Bu denge hali insan yaşamının her halinde özellikle din anlatımlarında da gözetilmesi gereken bir nokta hüviyetini taşımaktadır. Sadece tek boyutlu ortaya konulan dini anlatımların ve söylemlerin, mutlaka eksik bıraktıkları hususlar bulunmaktadır. Tam da bu noktada üç farklı dini anlatım türüne dikkat çekerek analizlerde bulunmaya çalışacağım.
Birincisi, mistik dini anlatım. İçerisinde bol bol hikayelerin yer aldığı ve “din gizemdir” tezini muhafaza eden bu anlatım dini söylemi mitolojik unsurlara boğmakta ve en nihayetinde dinleyenin elinde “uçtu kaçtı” hikayelerinden başka bir bakıye kalmamaktadır. Bu tür anlatımların yer aldığı televizyon programları, birçok insan nezdinde itibar görmektedir. Bu dini anlatımların yer aldığı kitaplar ise, tarih boyunca anlatılan hikayelere boğulmuşlardır.
İkincisi ise, duyguların doz olarak yoğunlaştırıldığı dini anlatımlardır. Büyük oranda hamasete boğulmuş, nihayetinde heyecan üreten ancak bakıye olarak kişide bir bilgi ve perspektif bırakmayan bir anlatım tarzıdır.
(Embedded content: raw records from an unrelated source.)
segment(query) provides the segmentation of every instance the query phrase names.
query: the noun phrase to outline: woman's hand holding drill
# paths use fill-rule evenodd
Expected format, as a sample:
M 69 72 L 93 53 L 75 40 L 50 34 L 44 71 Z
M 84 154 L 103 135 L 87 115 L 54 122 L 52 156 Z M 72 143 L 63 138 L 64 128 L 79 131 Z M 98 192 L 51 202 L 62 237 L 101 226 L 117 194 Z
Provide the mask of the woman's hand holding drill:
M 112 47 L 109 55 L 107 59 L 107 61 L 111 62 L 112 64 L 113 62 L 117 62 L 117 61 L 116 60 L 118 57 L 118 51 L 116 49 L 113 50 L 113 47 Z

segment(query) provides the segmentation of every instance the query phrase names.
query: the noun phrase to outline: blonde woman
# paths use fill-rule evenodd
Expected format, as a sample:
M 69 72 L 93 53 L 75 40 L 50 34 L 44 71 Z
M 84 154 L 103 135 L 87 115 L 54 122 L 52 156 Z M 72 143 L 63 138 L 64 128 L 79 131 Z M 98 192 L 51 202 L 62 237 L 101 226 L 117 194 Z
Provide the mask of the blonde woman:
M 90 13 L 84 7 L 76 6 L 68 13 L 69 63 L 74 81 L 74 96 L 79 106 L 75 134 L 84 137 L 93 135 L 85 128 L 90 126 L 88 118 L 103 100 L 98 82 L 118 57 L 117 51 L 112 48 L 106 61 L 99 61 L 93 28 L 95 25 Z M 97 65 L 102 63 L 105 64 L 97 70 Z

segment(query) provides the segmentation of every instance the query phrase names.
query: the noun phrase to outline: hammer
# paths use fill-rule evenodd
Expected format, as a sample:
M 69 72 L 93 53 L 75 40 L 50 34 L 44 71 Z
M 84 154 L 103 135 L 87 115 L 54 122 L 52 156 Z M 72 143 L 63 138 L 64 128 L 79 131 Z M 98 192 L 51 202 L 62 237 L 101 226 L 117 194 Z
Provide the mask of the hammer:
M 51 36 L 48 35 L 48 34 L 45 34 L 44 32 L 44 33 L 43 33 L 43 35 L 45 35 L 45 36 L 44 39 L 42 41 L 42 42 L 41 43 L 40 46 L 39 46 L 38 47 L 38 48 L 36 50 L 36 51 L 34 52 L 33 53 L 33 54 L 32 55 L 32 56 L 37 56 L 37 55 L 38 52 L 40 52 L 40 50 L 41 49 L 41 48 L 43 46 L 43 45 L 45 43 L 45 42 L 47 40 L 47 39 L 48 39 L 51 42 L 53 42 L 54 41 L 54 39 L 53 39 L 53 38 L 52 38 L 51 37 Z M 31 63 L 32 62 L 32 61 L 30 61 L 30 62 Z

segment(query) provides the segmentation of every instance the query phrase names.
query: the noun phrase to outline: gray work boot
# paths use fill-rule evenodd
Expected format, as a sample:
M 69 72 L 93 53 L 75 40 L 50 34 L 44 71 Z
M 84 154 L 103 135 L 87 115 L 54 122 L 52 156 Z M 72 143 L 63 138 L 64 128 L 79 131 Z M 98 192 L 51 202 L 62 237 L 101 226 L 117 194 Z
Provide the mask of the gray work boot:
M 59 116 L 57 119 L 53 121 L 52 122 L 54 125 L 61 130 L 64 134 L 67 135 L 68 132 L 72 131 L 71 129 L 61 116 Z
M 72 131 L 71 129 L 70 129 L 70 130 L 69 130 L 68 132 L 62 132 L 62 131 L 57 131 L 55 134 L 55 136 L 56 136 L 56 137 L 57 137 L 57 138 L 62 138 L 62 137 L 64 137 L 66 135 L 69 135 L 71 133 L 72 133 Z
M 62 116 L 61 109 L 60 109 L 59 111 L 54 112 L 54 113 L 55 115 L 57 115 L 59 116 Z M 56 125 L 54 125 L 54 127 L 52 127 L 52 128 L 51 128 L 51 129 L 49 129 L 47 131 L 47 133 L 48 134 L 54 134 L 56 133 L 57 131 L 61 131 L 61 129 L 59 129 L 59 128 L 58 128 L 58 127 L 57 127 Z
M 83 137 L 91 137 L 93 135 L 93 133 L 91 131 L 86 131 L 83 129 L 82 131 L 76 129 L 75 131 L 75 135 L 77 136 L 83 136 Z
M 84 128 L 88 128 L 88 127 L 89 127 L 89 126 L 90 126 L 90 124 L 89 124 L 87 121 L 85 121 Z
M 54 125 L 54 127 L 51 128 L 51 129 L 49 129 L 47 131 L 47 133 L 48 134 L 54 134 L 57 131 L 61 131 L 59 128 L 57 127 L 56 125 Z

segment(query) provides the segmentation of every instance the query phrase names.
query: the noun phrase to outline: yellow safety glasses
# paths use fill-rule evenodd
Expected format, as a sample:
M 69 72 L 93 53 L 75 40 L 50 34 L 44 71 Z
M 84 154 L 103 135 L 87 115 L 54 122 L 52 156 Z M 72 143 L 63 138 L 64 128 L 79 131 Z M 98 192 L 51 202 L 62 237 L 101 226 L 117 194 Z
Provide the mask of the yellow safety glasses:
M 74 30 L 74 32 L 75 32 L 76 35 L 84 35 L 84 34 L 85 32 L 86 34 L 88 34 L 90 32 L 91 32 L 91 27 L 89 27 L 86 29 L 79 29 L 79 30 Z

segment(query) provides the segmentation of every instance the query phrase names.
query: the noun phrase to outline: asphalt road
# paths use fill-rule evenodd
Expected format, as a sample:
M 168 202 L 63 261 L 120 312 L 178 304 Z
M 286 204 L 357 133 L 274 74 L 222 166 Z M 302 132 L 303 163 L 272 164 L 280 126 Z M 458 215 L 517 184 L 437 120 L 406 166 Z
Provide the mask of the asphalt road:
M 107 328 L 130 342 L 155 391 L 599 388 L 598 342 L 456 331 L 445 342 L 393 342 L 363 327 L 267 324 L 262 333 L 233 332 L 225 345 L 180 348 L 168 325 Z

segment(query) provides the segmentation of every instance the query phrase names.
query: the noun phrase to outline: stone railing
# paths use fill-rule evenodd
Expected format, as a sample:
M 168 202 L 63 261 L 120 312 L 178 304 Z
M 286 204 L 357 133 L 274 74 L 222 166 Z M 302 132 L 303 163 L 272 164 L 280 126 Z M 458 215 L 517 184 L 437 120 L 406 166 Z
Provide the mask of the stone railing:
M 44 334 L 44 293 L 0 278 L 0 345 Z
Birinci ve ikinci anlatım tarzları, nihai olarak kişide hiçbir yükümlülük duygusu bırakmaz. Ancak “ne derin hoca” diye sıklıkla duyduğumuz bir algı üretmektedir.
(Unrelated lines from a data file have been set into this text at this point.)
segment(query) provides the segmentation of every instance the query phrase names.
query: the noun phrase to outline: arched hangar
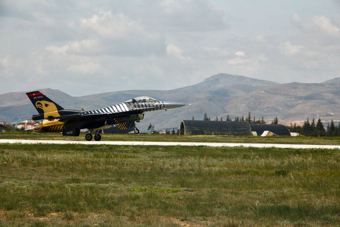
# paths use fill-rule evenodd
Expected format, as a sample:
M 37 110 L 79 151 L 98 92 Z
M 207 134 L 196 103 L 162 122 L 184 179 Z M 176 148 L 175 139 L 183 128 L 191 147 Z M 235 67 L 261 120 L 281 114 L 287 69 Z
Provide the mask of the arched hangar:
M 283 125 L 250 124 L 252 132 L 256 132 L 257 135 L 261 135 L 265 131 L 269 131 L 278 135 L 290 135 L 290 132 Z
M 183 120 L 180 126 L 180 135 L 251 135 L 248 121 Z

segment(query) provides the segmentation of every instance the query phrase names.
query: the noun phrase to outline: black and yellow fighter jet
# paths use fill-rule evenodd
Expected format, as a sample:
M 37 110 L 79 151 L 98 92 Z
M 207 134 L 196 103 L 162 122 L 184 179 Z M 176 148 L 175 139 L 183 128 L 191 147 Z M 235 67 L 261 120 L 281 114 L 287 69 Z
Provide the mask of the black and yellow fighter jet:
M 100 130 L 118 125 L 120 129 L 134 129 L 135 133 L 139 130 L 135 122 L 143 119 L 146 112 L 181 107 L 186 104 L 158 101 L 147 96 L 141 96 L 110 107 L 85 111 L 65 110 L 39 91 L 26 93 L 39 114 L 32 116 L 35 121 L 34 129 L 38 133 L 63 132 L 63 135 L 78 136 L 80 130 L 87 129 L 90 133 L 85 139 L 100 140 Z

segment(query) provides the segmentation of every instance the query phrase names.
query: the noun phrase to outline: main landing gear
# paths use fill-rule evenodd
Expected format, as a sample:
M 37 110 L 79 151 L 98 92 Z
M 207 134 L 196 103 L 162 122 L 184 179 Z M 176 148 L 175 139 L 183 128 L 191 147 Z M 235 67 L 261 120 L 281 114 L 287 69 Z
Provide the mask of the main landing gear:
M 96 134 L 95 135 L 95 140 L 96 141 L 99 141 L 102 139 L 102 136 L 100 134 Z M 92 134 L 90 133 L 88 133 L 85 135 L 85 139 L 88 141 L 90 141 L 92 140 Z
M 92 140 L 92 134 L 91 133 L 95 133 L 95 140 L 96 141 L 99 141 L 102 139 L 102 136 L 100 134 L 98 133 L 99 131 L 99 129 L 90 130 L 90 133 L 88 133 L 85 135 L 85 139 L 88 141 L 90 141 Z

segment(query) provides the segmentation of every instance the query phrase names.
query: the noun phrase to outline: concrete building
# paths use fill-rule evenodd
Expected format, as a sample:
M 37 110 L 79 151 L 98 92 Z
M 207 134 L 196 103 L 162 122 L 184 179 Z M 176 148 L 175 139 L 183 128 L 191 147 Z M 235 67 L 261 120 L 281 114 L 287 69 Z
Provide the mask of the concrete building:
M 180 126 L 180 135 L 251 135 L 247 121 L 183 120 Z

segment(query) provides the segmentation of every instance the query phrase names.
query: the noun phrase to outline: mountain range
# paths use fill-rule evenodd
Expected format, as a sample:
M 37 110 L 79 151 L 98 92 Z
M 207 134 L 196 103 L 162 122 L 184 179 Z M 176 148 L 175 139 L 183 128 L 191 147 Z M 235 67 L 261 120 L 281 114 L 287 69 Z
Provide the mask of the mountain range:
M 39 90 L 65 109 L 93 110 L 148 96 L 162 101 L 192 103 L 167 111 L 146 113 L 137 123 L 143 130 L 151 123 L 155 128 L 177 128 L 183 119 L 202 120 L 205 113 L 211 120 L 225 120 L 227 115 L 245 118 L 249 112 L 256 119 L 263 116 L 270 123 L 277 116 L 279 124 L 303 123 L 307 117 L 323 122 L 340 120 L 340 78 L 320 83 L 280 84 L 241 76 L 219 74 L 199 83 L 170 91 L 131 90 L 73 97 L 58 90 Z M 29 119 L 36 111 L 27 91 L 0 95 L 0 121 L 15 123 Z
Üçüncü bir anlatım türü de, tüm tarihsel dini birikimlere adeta kazma kürekle dalarak, tüm tarihi ve müktesebatı geçersizleştiren ve ıskartaya çıkaran dini anlatımlardır. Bunlar özellikle gençlerin Batı’ya yenilmişlik psikozu karşısında kendilerini iyi hissetmelerini sağladığı için de tutulmaktadır bazı kimselerce. Halbuki bu anlatımın özneleri, bir müddet sonra kendilerini inşa edecek bir tarih ve merbutiyet noktasının ellerinde kalmadığını farkedince uyanacaklardır.
İçinde yaşadığımız dünya hızla değişen ve yeni formlarıyla hızla gündem oluşturan niteliğe sahip. Böyle bir dünyada içerisinde akıl, duygu, sezgi ve bilgi unsurlarının dengeli bir şekilde yer aldığı anlatımlara müracaat etmenin gerekliliği ortadadır. Bugün Batı ve tüm dünya ile karşılaşabilecek, yüzleşebilecek, bilgi üretebilecek ve somut veriler üzerinden tartışmalar yapabilecek bir dini söylem ve anlatımın zarureti ortadadır.
Dikkat ederseniz, salt mistik ve duygusal din anlatımı, nihai kertede bir bilgi bakıyesi bırakmadığı ve kişiye yükümlülük yüklemediği için kolaylıkla insanları kandırmanın manivelası haline gelebilmektedir. Dinin büyük oranda “afyon” olma özelliği buradan kaynaklanmaktadır. Halbuki din, aynı zamanda insanın dünya ile nasıl irtibat kurması gerektiğine dair kişide bir düşünce, perspektif ve bilgi üretir.
Elbette duygu ve sezgi insani bir boyut olarak akıl ve bilginin yanına eklenmelidir ve bir motivasyon olarak gereklidir. Fakat durmadan insanlara mistisizm ve duygusallık yedirirseniz, ayağa kalkacak mecali de bir müddet sonra bulamayacaktır.